Product and legal context
Can you legally own land on the Moon?
A Craterra digital plot is not a deed to physical lunar land. It is a service-level digital record connected to selected coordinates and geometry in the Craterra lunar experience.
- Region
- Copernicus
- Center
- 9.6° N · 20.1° W
- Status
- Verified record
The short answer
International space law does not provide Craterra with a mechanism to grant sovereign or conventional real-estate title to part of the Moon. Article II of the Outer Space Treaty states that outer space, including the Moon and other celestial bodies, is not subject to national appropriation by sovereignty, use, occupation, or other means.
Questions about private claims and national legislation can be more complex, but a commercial certificate should not be presented as an internationally recognized land deed. Craterra therefore defines its product more narrowly and clearly.
What exists inside Craterra
The user selects an area on the interactive surface. Craterra records the corresponding plot geometry, coordinates, account relationship, and certificate data within the service. The result can be revisited on the map and verified through the public certificate route.

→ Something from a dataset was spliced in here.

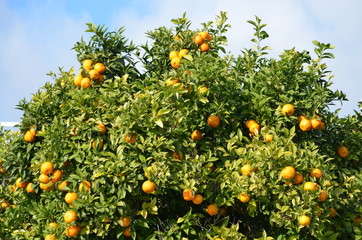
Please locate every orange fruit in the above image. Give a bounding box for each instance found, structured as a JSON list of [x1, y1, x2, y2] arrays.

After issue, the public certificate metadata is pinned to IPFS. Its content identifier (CID) and metadata hash form a content-addressed cryptographic record that can be checked alongside the public verification page.

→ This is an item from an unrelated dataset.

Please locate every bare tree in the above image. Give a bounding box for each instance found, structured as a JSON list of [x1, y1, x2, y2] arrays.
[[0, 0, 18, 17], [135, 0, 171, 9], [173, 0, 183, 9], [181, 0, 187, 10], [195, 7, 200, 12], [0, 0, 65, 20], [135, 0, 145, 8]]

This creates a persistent digital place and collectible service record. It does not create sovereignty, physical access, resource rights, or legal control over activity on the Moon.
- Included
- Digital plot record in Craterra
- Included
- Coordinates, geometry, and certificate
- Not included
- Legal title to lunar real estate
- Not included
- Physical access or mineral rights
What the certificate confirms
The certificate confirms that a specific lunar plot—defined by its coordinates and geometry—is assigned to your Craterra account. It provides a persistent, verifiable record inside the service.